Yeah, seems that the batteries are not as "heavy" as they should be. I have taken another 9V I got in my guitar pedal, and boy, it's at east 2 times heavier and only has 250mAh and they're all NI-MH! And I was tracking the battery voltage during a full test for the fans:

The first battery behaves OK: 9.5V -> 8.6V with no flaws, very slow drain
The second battery does not: 9.5V->8.6V OK, but then it hits a sudden jump, and rapidly discharges like 0.1 volt each step and over 10 seconds it hits 2Volts...

Time to get new batteries... :slight_smile:

Thanks for the help!

It is vital that when you put batteries in series they are of exactly the same type.

The fact that one battery got hot and the other did not means that the one that got hot had a higher supply impedance than the other due to them being either of different types or different states of charge or the capacity of one being down due to having had more use.

Batteries are the same brand, and appear identical. Full charged capacity also is the same. But I have bought them off E-Bay, and it seems like they are different by their usage or are just defective. Moral of the story: do not trust E-Bay when buying batteries. :smiley:

Many cheap things off eBay from the far east are sourced from the reject bin of manafacaturers. That is why they are cheap.

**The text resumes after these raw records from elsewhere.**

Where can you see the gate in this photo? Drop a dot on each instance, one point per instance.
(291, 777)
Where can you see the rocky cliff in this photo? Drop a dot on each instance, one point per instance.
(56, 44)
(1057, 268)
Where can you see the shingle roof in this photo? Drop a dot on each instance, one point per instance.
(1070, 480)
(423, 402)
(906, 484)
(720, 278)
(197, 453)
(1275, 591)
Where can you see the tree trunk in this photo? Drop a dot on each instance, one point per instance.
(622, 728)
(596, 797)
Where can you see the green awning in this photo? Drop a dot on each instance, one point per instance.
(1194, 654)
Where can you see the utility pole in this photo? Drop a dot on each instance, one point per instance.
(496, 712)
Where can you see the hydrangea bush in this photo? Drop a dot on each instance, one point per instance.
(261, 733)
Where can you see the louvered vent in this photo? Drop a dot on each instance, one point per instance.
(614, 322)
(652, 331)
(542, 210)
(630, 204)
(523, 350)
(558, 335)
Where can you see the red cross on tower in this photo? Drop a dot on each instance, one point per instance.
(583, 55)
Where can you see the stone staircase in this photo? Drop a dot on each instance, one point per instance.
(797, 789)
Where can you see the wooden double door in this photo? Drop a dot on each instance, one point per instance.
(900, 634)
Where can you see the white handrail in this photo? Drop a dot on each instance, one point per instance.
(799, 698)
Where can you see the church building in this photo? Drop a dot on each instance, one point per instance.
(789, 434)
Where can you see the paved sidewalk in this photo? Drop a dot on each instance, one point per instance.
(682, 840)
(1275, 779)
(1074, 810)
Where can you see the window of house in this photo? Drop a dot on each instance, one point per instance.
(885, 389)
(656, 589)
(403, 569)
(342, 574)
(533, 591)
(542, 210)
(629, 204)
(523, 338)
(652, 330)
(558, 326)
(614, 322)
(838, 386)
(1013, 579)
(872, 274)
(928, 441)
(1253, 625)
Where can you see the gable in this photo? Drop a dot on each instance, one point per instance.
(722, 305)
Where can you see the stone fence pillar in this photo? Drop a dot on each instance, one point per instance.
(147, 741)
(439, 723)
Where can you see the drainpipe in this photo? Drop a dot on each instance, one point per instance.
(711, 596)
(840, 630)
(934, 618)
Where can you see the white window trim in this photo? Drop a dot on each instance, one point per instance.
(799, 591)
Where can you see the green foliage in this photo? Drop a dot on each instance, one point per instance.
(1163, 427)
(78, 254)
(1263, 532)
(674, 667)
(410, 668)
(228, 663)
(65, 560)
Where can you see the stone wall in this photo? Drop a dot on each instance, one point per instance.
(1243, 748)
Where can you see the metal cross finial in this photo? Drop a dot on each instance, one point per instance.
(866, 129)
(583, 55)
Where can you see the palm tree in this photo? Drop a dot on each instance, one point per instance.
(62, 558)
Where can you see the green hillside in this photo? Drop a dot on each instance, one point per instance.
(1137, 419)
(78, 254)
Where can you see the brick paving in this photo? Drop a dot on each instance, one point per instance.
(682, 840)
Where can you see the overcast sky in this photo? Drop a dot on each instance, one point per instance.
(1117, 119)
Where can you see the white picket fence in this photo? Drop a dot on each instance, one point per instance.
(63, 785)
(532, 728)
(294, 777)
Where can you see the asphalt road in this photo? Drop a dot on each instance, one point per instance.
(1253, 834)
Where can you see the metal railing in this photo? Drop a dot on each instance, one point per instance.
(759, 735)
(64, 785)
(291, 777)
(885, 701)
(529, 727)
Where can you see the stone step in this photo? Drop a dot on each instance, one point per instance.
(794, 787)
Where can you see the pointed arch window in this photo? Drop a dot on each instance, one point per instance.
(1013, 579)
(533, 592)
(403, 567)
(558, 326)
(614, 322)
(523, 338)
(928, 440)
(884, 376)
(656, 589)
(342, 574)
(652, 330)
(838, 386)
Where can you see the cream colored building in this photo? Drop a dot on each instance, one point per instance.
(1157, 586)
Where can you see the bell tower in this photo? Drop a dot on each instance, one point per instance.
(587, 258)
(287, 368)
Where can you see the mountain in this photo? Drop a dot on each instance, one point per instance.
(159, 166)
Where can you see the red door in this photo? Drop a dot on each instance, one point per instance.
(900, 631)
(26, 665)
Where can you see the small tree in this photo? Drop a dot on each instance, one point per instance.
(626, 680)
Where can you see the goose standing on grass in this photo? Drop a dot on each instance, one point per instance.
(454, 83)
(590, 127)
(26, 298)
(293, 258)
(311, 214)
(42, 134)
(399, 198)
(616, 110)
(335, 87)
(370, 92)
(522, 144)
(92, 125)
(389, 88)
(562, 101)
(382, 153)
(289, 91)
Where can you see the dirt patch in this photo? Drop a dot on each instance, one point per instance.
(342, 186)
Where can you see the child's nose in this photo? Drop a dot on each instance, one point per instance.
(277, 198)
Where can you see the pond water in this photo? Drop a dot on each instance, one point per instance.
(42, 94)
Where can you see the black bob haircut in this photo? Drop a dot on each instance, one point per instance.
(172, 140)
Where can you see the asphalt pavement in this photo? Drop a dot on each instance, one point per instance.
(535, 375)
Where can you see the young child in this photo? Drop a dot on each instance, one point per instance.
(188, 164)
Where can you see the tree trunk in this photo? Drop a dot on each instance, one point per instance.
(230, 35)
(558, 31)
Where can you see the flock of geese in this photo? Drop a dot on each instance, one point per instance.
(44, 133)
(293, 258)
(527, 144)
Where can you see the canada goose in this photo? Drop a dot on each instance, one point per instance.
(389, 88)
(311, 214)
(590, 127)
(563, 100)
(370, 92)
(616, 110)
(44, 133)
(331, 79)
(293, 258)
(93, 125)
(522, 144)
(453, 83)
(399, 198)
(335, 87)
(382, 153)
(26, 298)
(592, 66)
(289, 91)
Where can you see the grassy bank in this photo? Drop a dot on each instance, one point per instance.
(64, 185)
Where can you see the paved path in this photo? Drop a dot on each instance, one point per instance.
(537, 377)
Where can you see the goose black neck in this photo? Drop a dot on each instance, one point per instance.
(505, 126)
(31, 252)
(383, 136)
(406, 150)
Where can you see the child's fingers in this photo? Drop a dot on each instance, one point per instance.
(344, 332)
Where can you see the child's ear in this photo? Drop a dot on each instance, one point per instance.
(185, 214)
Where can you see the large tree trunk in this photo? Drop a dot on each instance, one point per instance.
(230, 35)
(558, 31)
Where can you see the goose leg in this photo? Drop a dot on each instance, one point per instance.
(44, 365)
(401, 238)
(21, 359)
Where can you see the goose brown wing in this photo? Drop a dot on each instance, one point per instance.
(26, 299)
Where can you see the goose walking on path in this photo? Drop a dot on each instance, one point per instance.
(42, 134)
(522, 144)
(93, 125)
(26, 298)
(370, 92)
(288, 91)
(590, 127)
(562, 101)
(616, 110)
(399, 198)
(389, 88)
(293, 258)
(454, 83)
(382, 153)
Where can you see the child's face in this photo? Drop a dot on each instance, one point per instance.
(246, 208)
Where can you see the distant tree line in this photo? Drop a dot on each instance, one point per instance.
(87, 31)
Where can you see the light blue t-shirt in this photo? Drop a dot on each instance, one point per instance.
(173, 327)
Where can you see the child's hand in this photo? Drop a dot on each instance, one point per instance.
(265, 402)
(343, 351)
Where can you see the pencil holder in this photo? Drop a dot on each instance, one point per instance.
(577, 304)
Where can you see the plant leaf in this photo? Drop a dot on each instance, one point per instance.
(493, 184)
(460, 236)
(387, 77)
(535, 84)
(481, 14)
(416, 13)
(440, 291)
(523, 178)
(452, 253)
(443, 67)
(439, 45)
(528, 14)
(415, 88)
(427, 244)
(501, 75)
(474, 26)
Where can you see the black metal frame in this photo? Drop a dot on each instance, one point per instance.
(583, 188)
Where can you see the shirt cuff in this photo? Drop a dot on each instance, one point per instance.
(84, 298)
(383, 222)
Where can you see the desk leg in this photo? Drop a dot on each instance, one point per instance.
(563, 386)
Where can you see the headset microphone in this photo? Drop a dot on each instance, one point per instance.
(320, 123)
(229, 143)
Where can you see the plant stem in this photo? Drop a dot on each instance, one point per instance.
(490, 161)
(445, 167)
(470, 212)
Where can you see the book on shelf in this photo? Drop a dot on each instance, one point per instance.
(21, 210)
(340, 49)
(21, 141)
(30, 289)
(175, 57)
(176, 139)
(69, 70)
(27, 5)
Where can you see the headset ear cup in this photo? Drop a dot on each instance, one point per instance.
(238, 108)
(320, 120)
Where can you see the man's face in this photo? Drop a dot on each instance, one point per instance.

So maybe you know any trust-worthy brands on E-Bay? Or shoud I just stick to electronics stores? :~

I would stick to an Electronics distributor, like DigiKey, Mouser or Farnell (Newark )

I was reading about 9V Batteries and apparently there are 9V LI-ION batteries. Are they worth the buck?

Also, how could "negative charging" I have experienced earlier with my faulty battery be explained? It goes from 9.5V to 0V and then 0V to -4V and so on.

Murloc992:
I was reading about 9V Batteries and apparently there are 9V LI-ION batteries. Are they worth the buck?

Also, how could "negative charging" I have experienced earlier with my faulty battery be explained? It goes from 9.5V to 0V and then 0V to -4V and so on.

Consider your circuit as just a glorified charger for that duff battery. Consider the load as just a means to connect the power source (the good battery) to the duff battery. Draw that out and you'll notice that the power source is being connected back to front.

ie, it it actively DISCHARGING the duff battery.